Hazelcast Jet Cheatsheet
Useful after reading Hazelcast Jet Get Started
Dependency
Maven:
<dependency>
<groupId>com.hazelcast.jet</groupId>
<artifactId>hazelcast-jet</artifactId>
<version>4.3</version>
</dependency>
Gradle:
dependencies {
compile 'com.hazelcast.jet:hazelcast-jet:4.3'
}
Launching an app in a cluster
- Download hazelcast jet distributtion
- Start cluster node
$ bin/jet-start
- Submit job
$ bin/jet submit path/to/job.jar
You can start several nodes in the network and they will find each other using Multicast to form a cluster. If any node dies, Hazelcast will heal itself and resume running jobs.
To list and stop jobs:
bin/jet list-jobs
bin/jet cancel <job> # Can use name or UUID
Hello World
JetInstance jet = Jet.bootstrappedInstance(); // Connect or create instance
Pipeline p = Pipeline.create();
p.readFrom(TestSources.itemStream(10))
.withoutTimestamps()
.filter(event -> event.sequence() % 2 == 0)

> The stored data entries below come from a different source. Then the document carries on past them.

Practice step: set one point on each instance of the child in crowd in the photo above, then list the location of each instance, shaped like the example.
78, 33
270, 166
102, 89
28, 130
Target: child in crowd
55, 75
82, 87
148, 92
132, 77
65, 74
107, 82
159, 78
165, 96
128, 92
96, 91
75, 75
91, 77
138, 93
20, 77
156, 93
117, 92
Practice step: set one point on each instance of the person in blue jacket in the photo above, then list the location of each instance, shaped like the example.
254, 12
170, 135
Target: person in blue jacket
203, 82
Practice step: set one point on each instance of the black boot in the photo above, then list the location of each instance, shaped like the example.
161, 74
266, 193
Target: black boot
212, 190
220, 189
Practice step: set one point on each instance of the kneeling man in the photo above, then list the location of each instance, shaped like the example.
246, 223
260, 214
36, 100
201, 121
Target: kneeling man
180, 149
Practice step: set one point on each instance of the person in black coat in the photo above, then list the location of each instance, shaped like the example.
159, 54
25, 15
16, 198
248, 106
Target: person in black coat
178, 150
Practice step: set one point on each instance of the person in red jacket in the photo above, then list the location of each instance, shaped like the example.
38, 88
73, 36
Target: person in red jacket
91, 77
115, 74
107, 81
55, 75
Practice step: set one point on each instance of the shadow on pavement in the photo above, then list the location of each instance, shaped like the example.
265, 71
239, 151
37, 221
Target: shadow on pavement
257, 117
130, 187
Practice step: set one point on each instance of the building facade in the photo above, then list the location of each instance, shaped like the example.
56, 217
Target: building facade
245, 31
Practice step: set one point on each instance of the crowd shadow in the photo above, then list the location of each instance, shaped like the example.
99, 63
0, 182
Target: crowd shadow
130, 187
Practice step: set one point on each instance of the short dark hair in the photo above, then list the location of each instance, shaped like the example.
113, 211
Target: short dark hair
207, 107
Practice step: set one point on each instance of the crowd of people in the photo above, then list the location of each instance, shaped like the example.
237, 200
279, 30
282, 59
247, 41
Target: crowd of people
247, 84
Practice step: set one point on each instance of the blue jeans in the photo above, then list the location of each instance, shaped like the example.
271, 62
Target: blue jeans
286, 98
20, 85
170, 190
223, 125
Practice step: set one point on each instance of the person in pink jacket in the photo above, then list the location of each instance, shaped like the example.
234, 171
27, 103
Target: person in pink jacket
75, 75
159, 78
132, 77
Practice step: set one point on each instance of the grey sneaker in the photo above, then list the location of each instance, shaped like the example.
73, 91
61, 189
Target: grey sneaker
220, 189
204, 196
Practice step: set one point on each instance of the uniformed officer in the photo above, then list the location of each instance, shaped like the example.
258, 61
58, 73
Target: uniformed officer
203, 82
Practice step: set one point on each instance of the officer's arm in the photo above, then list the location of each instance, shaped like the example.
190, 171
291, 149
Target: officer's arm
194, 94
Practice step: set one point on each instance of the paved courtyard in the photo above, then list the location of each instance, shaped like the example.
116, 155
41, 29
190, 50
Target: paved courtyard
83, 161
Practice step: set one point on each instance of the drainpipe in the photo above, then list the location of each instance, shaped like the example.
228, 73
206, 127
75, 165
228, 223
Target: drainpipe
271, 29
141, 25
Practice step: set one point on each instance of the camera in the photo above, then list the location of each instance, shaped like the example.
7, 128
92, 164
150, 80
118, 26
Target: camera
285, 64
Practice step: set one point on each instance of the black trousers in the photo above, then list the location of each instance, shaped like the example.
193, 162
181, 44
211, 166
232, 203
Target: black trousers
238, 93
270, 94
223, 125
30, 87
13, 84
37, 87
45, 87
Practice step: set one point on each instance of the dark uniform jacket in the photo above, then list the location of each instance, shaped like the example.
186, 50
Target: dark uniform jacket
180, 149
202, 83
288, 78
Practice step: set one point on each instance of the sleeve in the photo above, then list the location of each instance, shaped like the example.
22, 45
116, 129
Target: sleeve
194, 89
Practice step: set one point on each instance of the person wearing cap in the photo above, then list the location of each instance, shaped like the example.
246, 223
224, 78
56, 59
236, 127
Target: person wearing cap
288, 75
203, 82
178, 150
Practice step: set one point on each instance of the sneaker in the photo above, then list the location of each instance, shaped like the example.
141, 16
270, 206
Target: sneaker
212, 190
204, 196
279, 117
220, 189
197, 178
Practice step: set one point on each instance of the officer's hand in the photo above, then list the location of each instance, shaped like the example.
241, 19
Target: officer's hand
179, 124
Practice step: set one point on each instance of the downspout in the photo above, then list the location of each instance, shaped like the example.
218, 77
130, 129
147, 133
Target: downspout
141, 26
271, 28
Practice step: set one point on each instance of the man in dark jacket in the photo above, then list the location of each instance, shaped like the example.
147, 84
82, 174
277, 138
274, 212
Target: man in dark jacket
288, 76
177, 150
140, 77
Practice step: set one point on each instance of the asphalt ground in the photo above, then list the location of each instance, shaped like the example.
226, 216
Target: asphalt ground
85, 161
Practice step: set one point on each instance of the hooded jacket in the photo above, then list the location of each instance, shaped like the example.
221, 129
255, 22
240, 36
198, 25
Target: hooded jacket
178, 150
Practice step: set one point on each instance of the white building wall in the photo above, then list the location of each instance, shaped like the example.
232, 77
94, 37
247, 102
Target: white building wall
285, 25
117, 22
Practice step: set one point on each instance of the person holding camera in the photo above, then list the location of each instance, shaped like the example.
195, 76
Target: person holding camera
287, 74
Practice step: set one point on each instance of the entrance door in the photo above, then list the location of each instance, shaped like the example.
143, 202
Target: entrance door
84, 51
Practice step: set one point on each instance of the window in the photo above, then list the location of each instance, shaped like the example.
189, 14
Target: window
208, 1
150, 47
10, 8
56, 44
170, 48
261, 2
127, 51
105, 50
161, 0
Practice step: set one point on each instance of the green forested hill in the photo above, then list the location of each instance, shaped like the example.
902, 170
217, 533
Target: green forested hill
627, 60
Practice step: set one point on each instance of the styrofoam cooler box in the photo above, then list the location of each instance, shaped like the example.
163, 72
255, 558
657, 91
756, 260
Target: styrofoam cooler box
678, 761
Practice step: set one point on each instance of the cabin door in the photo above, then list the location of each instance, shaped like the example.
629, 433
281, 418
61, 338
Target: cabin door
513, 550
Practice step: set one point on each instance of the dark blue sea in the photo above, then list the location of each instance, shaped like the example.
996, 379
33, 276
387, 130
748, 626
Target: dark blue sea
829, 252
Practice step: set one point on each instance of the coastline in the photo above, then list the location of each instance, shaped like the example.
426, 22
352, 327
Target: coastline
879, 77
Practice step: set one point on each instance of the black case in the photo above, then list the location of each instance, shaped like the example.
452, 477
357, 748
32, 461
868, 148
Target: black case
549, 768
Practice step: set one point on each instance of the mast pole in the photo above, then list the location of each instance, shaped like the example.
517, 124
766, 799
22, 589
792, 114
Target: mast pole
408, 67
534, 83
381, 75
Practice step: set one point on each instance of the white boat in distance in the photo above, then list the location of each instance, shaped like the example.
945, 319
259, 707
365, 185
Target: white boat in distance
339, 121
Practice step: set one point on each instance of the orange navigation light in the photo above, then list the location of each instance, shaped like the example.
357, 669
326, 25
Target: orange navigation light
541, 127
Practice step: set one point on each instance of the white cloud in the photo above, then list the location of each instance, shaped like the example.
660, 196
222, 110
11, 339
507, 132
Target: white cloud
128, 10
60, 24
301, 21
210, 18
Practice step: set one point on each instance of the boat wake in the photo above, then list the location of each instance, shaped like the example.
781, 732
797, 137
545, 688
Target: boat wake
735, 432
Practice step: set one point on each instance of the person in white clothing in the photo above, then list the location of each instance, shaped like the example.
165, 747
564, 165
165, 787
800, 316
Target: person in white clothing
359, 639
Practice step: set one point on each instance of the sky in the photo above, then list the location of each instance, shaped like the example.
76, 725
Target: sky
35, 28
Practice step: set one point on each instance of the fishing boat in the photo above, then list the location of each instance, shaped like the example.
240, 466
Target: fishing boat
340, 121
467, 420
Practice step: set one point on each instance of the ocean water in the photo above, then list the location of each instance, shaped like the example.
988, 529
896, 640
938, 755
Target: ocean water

.setName("filter out odd numbers")
.writeTo(Sinks.logger());
jet.newJob(p).join(); // Submit job
Pipeline
Pipeline p = Pipeline.create();
p.readFrom(source)
/* Apply some stages */
.writeTo(sink);
You can fork a pipeline to continue processing same data differently:
Pipeline lines = Pipeline.create().readFrom(Sources.files("file.txt"));
lines.someStagesA().writeTo(sinkA);
lines.someStagesB().writeTo(sinkB);
You can do union of pipelines. They are interleaved in arbitrary order.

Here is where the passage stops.